PwC works with organisations to improve resilience by simulating ransomware attacks. Just as in military exercises, there are “red teams” and “blue teams”, with the red team looking for weak spots and the blue team defending the attack.
“These ‘ethical attacks’ are based on various scenarios, such as a disgruntled staff member. They are carried out unannounced, with only a few senior management staff aware of what is happening,” Phan says. She adds that the aim is to test whether the attack is detected and how fast the response is.

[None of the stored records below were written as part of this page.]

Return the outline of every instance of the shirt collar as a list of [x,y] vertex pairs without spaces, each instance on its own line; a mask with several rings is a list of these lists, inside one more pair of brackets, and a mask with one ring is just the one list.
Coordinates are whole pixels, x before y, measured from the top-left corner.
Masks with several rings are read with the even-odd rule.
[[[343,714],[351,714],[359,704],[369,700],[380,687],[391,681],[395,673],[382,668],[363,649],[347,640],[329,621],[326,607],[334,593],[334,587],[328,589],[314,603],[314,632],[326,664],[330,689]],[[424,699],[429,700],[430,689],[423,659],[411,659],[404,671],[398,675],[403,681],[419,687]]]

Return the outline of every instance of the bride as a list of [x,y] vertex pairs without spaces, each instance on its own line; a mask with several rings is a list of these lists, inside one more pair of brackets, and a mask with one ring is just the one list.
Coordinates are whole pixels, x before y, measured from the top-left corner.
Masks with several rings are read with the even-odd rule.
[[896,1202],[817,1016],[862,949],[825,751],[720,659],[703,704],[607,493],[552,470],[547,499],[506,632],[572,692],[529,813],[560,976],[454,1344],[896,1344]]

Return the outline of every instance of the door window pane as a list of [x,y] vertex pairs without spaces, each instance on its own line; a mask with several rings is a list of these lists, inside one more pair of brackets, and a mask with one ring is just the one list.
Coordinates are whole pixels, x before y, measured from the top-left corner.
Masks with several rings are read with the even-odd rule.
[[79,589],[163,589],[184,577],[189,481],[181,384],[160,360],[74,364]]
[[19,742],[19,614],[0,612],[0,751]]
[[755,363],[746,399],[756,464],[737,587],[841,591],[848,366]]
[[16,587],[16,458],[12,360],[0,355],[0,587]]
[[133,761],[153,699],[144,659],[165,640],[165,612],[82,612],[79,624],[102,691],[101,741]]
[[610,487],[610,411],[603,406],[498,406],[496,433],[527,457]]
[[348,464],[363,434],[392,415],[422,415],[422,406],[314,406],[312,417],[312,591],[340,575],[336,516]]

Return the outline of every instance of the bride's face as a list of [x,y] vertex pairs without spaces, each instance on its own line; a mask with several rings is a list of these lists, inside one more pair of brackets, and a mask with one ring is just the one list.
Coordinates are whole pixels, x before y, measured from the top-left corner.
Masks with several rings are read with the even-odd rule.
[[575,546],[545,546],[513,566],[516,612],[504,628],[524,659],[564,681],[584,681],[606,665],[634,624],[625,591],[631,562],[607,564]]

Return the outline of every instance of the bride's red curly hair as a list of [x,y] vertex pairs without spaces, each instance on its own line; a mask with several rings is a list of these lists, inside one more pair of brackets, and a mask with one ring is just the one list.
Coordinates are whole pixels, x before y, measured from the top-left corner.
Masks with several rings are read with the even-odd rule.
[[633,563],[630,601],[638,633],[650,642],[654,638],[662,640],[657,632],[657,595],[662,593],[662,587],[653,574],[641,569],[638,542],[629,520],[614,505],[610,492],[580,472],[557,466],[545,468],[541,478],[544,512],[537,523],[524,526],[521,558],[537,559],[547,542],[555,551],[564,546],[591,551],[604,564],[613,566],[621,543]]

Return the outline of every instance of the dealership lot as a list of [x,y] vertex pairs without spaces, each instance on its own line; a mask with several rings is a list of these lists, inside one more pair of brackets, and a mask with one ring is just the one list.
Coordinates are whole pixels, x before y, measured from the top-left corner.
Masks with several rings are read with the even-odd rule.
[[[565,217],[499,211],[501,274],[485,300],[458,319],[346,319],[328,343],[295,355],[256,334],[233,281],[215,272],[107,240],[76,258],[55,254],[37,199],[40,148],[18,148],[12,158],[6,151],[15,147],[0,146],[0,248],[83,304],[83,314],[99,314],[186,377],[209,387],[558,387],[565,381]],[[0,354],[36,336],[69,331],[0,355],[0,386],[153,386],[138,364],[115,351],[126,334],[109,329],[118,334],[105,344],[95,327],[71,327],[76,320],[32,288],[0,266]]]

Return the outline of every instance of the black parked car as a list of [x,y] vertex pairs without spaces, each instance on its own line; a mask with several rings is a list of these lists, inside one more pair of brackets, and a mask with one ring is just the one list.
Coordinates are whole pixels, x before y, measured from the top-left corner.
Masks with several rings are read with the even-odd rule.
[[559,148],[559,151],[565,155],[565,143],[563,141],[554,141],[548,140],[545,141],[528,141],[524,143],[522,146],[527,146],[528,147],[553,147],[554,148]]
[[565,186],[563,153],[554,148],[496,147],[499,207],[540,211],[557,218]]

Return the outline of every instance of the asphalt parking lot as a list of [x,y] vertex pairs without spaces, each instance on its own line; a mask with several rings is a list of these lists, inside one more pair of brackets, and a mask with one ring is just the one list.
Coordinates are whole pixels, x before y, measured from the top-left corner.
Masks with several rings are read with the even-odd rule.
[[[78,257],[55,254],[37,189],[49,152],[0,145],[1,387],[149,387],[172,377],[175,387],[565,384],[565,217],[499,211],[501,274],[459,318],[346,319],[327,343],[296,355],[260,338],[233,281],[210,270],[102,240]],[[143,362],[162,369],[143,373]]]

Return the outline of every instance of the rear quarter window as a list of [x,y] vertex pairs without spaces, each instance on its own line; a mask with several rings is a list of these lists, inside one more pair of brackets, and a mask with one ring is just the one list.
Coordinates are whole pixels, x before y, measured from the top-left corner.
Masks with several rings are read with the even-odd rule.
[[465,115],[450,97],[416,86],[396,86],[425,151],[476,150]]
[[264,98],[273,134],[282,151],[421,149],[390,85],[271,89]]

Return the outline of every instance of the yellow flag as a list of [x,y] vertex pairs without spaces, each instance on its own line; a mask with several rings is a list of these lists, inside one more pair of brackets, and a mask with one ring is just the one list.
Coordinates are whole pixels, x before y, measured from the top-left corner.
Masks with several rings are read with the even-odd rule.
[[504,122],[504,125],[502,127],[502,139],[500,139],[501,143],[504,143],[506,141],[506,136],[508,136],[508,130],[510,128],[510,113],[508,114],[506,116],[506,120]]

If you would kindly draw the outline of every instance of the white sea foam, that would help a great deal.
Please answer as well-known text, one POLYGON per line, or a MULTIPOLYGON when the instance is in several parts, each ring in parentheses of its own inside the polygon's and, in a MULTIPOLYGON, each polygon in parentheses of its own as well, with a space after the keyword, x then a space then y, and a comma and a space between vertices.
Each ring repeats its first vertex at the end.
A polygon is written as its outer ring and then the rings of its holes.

No matter how good an organisation’s IT security systems are, educating staff about potential risks is absolutely vital. With more employees working from home than ever before, it is especially important to drive home the message that, when in doubt, you should not click on a suspicious-looking link.
CPA Australia podcast:
You've been attacked - what next?
If an attack occurs, it is worthwhile informing the police - but be aware that there is very little the police can do.
“The police will investigate, but it’s not as though they can decrypt your files,” says Garrett O’Hara.
Prosecution is virtually impossible due to the perpetrators being offshore or untraceable.
Nonetheless, it is vital to seek legal advice before paying a blackmailer, as there may be legal consequences. Those with cyber insurance should get their insurance company involved, as they can advise on whether or not to pay a ransom. It could be that the insurance policy is voided by paying a ransom.
Another tip is to preserve the evidence and complete an incident response report, as this will help with an insurance claim.
In the absence of insurance, No More Ransom provides free assistance to help retrieve data without paying a ransom. It is supported by the Australian Federal Police and global IT security companies.